The school system should also move from a test based curriculum to a project based curriculum. That accomplishes two things: It teaches students how to conduct research and it allows and encourages students to take ownership of their learning.
Fortunately, my family moved and my new high school had a character right up my alley and, as a result, I actually ended up enjoying my high school years and it put me in a good frame of mind for college.
So failure to heed the school personality aspect of education is, I think, one component of why some students choose to commit suicide. Every day as a teenager tends to be a navel gazing festival of insecurity anyway. Let's not shoehorn kinds into environments that make them hate education and themselves.
It depends. If you are interested in the subject and the teacher isn't giving you a lot of emptyheaded happy talk that often passes for history, for example, in elementary and secondary schools, then that format can be great.
I would also remind Fox that she isn't a teenager. Her and I are probably around the same age and she has no more idea of how teenagers today think than I do.
Look, the first thing we need to do is get rid of schoolboards, whose gross incompetence, corruption and small minded, self-seeking agendas are the primary culprits in destroying our education system. The schoolboard is a 19th century form of control that is no longer useful because, more often than not, they block innovation and impede needed change because too may of their members are fossils from an era long past.

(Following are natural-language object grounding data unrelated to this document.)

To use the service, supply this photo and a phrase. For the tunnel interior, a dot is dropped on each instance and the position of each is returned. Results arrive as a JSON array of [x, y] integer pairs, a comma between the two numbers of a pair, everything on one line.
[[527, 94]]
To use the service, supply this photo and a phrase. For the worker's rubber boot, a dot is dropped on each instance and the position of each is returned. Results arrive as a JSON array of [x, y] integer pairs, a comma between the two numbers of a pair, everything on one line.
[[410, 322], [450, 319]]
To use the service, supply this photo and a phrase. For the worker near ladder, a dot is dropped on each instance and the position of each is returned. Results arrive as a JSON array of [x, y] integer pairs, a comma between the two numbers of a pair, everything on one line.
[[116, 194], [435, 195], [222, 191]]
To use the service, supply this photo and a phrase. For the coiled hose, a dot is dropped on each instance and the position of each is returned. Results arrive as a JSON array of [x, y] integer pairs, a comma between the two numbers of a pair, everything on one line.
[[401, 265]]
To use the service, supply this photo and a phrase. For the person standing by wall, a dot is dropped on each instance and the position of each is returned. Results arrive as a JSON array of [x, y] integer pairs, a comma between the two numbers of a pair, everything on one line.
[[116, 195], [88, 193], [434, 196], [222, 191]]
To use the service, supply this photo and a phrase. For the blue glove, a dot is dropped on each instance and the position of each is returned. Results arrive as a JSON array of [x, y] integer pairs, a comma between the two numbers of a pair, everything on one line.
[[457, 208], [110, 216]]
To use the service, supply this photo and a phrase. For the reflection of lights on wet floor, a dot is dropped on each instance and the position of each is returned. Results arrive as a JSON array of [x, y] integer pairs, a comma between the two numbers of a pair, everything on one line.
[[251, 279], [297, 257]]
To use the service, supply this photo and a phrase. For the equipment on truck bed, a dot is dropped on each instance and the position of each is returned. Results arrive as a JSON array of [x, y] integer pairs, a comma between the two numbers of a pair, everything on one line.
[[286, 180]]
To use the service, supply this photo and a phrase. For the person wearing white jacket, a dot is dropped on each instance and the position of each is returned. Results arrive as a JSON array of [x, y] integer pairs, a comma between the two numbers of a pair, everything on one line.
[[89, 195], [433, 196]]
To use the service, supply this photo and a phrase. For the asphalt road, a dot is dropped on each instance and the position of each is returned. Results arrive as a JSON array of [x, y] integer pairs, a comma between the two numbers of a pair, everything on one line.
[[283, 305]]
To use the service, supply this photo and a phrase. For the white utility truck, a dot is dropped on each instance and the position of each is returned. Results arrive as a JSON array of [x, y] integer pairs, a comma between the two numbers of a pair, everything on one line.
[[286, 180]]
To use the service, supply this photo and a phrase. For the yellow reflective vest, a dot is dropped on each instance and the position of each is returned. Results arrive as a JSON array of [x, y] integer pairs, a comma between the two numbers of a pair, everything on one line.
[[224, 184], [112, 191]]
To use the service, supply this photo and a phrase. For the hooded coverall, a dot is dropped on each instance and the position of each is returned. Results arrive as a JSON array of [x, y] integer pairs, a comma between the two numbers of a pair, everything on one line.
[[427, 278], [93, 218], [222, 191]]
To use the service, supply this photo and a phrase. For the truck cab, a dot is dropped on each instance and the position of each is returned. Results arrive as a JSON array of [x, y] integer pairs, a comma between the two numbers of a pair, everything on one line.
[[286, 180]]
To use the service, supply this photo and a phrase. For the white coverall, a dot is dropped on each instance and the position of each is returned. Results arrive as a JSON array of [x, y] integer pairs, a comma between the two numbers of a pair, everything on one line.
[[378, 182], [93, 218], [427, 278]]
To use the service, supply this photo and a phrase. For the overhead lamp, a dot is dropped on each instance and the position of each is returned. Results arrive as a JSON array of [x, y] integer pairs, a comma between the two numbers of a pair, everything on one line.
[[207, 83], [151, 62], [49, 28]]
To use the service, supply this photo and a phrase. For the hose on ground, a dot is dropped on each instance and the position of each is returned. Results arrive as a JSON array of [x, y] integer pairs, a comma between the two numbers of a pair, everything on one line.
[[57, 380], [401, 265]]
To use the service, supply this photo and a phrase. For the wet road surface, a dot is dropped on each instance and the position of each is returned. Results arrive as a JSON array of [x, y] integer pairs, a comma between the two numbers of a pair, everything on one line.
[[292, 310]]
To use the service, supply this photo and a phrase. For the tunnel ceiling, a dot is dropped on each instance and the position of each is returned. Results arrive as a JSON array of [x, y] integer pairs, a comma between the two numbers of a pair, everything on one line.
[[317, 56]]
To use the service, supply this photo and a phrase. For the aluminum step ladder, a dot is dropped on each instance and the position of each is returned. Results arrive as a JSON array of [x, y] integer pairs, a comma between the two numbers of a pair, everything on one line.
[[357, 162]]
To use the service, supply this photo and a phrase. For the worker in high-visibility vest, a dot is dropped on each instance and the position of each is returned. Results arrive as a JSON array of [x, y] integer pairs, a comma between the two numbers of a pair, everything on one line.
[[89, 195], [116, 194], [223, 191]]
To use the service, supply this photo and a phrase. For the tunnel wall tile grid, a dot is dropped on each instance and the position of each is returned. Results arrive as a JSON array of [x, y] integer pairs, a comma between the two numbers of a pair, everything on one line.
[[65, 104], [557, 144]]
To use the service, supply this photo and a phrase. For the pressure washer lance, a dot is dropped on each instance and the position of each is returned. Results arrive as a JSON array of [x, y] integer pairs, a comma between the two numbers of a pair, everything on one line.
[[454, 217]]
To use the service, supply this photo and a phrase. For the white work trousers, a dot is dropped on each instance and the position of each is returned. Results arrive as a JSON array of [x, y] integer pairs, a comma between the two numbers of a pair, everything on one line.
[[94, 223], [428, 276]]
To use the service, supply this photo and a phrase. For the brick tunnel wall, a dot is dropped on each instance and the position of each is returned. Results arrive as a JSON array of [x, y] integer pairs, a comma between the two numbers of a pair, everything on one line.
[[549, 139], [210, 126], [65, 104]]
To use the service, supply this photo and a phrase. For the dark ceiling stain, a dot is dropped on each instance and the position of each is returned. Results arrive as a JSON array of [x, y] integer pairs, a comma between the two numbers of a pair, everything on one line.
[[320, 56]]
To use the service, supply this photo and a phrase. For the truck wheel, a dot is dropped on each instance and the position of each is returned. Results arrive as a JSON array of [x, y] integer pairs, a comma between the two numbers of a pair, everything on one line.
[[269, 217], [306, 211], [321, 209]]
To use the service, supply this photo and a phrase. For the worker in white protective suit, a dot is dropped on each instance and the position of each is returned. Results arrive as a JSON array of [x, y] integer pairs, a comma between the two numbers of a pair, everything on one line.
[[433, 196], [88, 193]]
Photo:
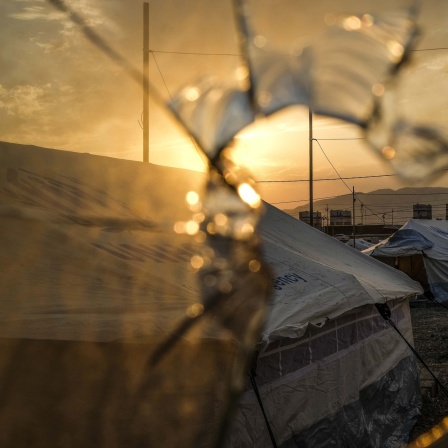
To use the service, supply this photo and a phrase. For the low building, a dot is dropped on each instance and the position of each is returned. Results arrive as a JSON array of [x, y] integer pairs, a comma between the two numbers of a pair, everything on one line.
[[422, 211], [317, 218], [340, 218]]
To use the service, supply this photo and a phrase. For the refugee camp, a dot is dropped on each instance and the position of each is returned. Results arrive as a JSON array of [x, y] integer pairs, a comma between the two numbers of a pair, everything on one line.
[[207, 232]]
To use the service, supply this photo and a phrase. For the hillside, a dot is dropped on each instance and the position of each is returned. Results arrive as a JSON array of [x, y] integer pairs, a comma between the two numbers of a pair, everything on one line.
[[384, 205]]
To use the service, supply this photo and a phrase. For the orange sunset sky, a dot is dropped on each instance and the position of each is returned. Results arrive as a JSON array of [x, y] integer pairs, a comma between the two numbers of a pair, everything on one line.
[[58, 91]]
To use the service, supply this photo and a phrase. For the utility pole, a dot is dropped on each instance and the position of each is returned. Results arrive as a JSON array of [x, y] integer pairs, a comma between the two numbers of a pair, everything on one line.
[[310, 117], [145, 82], [354, 224]]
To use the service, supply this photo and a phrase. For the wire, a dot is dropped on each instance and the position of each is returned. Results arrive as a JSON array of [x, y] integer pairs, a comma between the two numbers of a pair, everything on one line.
[[161, 75], [195, 53], [200, 154], [329, 161], [327, 179]]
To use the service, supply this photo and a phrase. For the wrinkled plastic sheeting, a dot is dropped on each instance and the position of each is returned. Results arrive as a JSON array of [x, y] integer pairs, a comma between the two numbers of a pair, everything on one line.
[[116, 330], [375, 420]]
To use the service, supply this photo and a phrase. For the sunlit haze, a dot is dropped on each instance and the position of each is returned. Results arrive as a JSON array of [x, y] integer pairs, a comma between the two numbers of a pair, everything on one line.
[[58, 91]]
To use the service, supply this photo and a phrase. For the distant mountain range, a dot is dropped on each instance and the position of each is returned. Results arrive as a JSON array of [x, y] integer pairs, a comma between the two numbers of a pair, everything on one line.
[[383, 206]]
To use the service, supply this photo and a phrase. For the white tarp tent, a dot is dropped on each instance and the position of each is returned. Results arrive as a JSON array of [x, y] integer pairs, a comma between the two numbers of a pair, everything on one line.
[[93, 278], [331, 371], [419, 248]]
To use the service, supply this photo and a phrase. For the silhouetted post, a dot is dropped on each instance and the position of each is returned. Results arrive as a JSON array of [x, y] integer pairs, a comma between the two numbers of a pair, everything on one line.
[[145, 82], [354, 224], [310, 113]]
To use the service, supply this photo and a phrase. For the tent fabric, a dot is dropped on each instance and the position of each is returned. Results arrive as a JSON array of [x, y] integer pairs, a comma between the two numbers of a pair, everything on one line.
[[360, 243], [325, 345], [428, 238], [329, 277], [93, 280]]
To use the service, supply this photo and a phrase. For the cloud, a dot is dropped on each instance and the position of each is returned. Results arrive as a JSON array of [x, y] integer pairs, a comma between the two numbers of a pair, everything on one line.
[[21, 100]]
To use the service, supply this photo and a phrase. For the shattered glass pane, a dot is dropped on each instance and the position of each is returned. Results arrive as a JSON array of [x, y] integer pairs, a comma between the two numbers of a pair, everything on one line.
[[212, 113]]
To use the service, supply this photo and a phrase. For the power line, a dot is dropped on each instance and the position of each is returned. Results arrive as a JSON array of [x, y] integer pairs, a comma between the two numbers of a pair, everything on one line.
[[201, 156], [326, 179], [195, 53]]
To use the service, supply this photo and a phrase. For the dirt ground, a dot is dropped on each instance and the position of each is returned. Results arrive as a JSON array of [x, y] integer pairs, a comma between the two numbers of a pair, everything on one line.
[[430, 327]]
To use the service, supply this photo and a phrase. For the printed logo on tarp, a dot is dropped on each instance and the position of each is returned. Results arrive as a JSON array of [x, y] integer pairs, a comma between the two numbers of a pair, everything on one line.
[[279, 282]]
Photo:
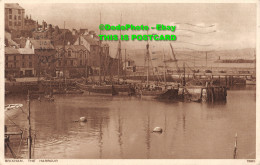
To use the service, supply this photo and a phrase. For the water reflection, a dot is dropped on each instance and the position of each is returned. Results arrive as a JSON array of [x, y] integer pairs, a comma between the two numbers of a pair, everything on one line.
[[121, 127]]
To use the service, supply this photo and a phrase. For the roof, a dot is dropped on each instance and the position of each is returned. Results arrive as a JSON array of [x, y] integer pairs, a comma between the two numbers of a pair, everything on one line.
[[73, 47], [10, 50], [25, 51], [13, 6], [90, 40], [42, 44]]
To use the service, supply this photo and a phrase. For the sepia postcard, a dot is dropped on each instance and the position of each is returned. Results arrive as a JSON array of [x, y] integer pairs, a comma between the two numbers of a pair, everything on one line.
[[129, 82]]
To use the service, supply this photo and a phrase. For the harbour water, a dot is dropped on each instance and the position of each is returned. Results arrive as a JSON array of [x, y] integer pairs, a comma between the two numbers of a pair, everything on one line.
[[121, 127]]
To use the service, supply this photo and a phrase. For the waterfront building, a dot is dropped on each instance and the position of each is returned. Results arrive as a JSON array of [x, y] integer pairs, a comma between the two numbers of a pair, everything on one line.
[[74, 61], [14, 16], [44, 56], [28, 65], [12, 62]]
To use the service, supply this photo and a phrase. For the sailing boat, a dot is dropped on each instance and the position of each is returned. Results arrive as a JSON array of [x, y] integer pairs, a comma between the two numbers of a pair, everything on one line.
[[157, 91]]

We tend to teach the way we were taught or in the way that worked best for us when we were in school. Today most of us are digital natives, teaching kids who are digital immigrants. Either we work our asses off to keep up and see things through contemporary kids eyes, or we are all fossils. School boards are just citizens and they vary widely. Not sure it's particularly useful to see them as some monolithic problem. But school as a rule tends to be conservative, not in the political sense but as in concerned with preserving a set of values and institutional and community goals. The question is "What should the values and goals be?"

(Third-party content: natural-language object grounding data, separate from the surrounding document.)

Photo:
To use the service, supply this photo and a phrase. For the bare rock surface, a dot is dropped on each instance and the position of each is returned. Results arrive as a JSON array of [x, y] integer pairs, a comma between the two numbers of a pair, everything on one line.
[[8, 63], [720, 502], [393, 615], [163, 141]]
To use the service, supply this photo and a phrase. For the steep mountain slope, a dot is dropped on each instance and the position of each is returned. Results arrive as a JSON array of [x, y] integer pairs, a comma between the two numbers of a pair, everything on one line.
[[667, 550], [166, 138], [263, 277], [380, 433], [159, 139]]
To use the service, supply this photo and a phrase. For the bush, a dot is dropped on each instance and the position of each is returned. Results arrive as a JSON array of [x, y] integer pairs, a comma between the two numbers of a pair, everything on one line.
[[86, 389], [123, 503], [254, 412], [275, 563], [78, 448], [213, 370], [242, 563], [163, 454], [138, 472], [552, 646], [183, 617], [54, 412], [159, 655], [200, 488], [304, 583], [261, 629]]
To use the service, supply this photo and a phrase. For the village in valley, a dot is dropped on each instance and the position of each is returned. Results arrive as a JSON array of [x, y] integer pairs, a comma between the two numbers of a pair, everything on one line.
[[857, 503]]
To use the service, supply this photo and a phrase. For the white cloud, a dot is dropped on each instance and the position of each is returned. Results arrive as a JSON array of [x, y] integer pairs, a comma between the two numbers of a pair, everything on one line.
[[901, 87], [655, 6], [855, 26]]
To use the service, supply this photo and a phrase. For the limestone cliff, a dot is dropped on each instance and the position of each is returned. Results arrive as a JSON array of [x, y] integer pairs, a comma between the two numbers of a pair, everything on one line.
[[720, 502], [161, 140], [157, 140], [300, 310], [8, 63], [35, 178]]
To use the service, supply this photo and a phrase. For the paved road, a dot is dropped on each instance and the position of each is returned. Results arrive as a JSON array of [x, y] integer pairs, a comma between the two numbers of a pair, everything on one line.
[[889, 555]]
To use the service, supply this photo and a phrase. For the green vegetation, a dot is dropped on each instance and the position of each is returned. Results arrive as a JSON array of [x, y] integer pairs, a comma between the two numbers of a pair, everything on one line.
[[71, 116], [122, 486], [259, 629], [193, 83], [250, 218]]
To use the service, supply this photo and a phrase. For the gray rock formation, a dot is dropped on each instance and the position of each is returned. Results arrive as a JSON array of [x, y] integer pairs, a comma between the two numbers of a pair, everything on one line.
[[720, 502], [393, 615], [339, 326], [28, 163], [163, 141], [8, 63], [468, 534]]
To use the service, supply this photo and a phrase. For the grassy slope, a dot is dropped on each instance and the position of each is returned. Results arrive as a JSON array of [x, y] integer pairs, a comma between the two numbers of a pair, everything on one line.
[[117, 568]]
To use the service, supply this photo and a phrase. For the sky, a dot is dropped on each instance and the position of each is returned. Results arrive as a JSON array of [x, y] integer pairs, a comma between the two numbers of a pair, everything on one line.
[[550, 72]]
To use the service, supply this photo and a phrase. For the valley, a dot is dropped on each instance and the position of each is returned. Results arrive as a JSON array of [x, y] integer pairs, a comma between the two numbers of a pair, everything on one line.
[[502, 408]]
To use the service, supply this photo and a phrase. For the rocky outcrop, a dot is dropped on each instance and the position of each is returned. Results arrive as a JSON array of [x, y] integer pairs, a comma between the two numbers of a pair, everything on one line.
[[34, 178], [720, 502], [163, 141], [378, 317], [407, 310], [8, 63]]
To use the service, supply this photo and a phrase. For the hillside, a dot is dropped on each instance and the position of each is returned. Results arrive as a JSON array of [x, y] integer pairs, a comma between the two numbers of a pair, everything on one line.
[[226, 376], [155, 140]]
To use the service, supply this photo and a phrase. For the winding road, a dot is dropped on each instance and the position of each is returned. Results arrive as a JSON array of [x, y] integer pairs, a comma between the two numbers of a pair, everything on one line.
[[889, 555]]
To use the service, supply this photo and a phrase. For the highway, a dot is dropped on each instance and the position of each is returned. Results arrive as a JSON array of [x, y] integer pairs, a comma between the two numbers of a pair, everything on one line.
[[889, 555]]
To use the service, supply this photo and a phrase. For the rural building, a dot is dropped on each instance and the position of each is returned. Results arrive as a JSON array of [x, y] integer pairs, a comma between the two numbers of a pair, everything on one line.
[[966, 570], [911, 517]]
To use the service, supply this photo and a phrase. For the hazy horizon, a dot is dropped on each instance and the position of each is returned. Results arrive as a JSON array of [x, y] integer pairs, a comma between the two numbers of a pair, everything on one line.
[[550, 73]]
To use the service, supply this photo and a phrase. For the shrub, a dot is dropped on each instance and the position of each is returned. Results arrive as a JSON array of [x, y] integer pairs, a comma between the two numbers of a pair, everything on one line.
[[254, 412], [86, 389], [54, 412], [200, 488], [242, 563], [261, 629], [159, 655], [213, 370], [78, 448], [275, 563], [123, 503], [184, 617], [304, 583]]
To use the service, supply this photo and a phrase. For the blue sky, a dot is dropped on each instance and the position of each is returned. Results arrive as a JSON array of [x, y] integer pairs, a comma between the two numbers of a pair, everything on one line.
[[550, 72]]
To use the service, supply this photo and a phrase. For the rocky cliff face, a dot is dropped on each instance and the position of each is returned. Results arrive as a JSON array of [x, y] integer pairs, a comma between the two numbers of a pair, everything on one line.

My idea is to have teachers own the results of their school by being allowed to form a committee to run it. In other words, I am for the pros being allowed to do their jobs unimpeded by outsiders with wacked out political or religious agendas or political ambitions. Plus my idea removes a big layer of bureaucracy.
I spent years talking to teachers, principals, newspapers, and other parents. Nothing ever seemed to change.
There are so many things wrong with this model, I do not even know where to begin, but working within the system we have, my main and constant observation is that our kids are never taught HOW to study. They are gradually taught more academics, but not how to take what is taught in class, and independently digest the information and transform it into knowledge.
Large high schools are just teenage warehouses.
Yet in my heart of hearts, I know that we will all learn in an area that interests us. We all have a yearning to grow and express ourselves to the world around us and it's abusive to tell an active young person to sit still and shut up when the desire to sing, dance, shout and climb is bound up in their heart. I pray for the day when a teacher will be defined as an adult who is skilled at nurturing, expanding and unleashing the unique genius contained in each young soul and not in producing the most 4.0 GPAers.
It is time for the field of education to rededicate itself to following established educational research and not political rhetoric and business as usual educational policies.
And those textbooks are usually decades out of date.